La première semaine de confinement nous nous sommes tous battus pour maintenir nos activités. Aujourd’hui nos entreprises se sont organisées et si la pandémie ne s’accélère pas très fortement au point de toucher nos opérateurs nous pensons être en mesure de continuer à ce rythme. Notre inquiétude vient davantage de nos sous-traitants : les fournisseurs de cartons, de fûts, d’énergie, les acteurs du traitement de déchets… Par exemple si l’on ne pouvait plus éliminer nos déchets parce que les produits pour stations d’épuration ne seraient plus disponibles ou parce que les cimenteries seraient arrêtées, nous serions également obligés de suspendre nos activités. Nous sommes également très attentifs à la situation dans le secteur de la logistique car nous constatons déjà que les temps de transport ont tendance à se rallonger.

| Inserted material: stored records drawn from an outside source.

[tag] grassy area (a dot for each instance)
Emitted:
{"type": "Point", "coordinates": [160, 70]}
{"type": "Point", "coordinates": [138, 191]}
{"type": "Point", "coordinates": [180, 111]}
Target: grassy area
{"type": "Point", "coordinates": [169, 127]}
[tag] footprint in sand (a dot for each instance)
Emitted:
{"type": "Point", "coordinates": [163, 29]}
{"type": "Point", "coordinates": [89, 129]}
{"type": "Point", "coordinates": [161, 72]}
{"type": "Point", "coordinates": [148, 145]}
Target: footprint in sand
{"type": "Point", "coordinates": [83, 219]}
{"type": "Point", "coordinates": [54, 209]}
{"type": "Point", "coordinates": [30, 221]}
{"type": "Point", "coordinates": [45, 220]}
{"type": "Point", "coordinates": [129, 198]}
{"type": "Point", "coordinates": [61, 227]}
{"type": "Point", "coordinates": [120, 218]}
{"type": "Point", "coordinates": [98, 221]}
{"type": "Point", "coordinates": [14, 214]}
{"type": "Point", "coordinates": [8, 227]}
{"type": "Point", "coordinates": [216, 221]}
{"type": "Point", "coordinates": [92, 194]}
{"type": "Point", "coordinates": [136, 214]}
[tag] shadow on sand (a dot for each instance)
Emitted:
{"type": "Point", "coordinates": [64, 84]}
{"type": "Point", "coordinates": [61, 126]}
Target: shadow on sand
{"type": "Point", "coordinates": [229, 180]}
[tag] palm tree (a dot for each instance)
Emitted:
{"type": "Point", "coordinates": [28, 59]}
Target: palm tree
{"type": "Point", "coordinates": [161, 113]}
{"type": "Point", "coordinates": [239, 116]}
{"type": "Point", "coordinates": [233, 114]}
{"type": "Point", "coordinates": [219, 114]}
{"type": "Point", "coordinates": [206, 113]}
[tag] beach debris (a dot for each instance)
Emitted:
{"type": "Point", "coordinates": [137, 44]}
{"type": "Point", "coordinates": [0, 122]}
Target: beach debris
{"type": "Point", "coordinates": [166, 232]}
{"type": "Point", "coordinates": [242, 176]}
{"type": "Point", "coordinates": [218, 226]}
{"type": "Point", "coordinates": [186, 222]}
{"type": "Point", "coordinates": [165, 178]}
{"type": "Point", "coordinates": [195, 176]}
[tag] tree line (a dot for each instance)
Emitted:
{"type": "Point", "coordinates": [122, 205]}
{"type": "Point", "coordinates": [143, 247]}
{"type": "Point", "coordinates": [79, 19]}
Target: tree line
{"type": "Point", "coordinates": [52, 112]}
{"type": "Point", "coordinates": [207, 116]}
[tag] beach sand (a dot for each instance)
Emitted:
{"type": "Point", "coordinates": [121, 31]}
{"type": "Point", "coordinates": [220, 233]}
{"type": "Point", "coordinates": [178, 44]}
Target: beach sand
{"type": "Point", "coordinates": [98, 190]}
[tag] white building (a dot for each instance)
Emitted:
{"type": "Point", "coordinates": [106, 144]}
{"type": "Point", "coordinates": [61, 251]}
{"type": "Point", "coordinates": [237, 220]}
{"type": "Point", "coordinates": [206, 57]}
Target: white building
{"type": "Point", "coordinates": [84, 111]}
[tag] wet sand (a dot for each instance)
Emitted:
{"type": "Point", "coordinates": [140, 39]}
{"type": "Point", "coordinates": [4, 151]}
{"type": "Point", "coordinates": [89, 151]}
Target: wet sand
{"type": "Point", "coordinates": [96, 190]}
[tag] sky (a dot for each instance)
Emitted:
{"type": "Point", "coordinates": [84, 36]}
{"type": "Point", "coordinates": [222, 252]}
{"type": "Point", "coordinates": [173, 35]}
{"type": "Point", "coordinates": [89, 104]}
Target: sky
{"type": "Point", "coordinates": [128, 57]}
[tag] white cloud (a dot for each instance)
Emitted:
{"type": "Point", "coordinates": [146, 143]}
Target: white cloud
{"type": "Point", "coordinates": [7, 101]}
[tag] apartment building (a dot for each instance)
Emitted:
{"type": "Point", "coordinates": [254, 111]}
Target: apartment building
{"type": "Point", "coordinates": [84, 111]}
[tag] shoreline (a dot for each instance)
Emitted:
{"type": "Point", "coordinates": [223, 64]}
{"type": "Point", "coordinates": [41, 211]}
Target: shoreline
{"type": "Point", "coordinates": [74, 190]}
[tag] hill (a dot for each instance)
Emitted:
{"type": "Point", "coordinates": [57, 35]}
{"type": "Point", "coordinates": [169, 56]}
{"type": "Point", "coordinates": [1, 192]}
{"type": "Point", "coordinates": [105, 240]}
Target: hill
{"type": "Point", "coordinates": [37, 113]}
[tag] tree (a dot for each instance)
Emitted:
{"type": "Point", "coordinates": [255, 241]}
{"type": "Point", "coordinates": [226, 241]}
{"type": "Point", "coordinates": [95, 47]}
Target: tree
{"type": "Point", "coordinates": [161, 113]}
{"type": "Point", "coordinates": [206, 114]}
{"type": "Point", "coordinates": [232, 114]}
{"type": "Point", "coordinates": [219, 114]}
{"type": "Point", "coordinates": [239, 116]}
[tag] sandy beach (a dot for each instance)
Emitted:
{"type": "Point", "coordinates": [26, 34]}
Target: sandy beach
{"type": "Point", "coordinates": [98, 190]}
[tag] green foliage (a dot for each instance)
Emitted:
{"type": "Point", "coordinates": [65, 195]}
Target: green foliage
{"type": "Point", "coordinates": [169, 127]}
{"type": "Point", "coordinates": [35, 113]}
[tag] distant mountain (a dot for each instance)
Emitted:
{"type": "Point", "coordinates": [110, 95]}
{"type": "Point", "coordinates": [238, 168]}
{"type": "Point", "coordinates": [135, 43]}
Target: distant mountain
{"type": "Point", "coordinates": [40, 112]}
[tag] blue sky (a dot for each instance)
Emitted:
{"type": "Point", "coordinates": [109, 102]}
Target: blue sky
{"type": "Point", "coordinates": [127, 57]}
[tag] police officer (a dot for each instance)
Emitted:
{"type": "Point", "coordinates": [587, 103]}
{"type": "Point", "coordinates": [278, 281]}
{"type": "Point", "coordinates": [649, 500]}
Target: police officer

Pensez-vous que l’on va pouvoir tirer des enseignements positifs de cette crise sanitaire ?

Cela fait une quinzaine d’années que notre secteur tire la sonnette d’alarme sur la désindustrialisation du pays. Or on voit bien que ce qui est en train de sauver la France c’est le fait d’avoir encore des industriels capables de produire dans le secteur santé de l’alcool, des gels hydroalcooliques, des matières actives essentielles aux médicaments… Dans des moments comme celui-ci, on est bien content d’avoir un leader comme Sanofi qui accélère sa recherche d’un vaccin ou est capable de fabriquer des produits tels que l’hydroxychloroquine ! Je souhaite que cette crise serve à prendre conscience que, pour avoir un pays fort, il faut avoir une industrie forte et qu’il faut en particulier réindustrialiser la filière pharmaceutique pour garder une souveraineté en matière de santé.

Le Sicos Biochimie en bref

Le Sicos Biochimie est le syndicat de l’industrie chimique organique de synthèse et de la biochimie. Il compte aujourd’hui plus de 40 sociétés adhérentes, filiales de grands groupes, PME et ETI. Le secteur de la chimie fine fournit en intermédiaires et matières actives les industries de la pharmacie, de la cosmétique, de l’agro-alimentaire et d’autres secteurs de pointe comme l’électronique. Avec la production d’intermédiaires et de principes actifs sur près de 80 sites, la chimie fine pharmaceutique en France est une industrie très répartie géographiquement sur l’ensemble du territoire. C’est une industrie compétitive qui représente entre 10 000 et 12 000 emplois directs avec un chiffre d’affaires global estimé entre 2 et 2,5 milliards d’euros par an. Ce secteur est fortement tourné vers l’export avec près des 2/3 des sociétés ayant une part du chiffre d’affaires à l’export supérieure à 50%.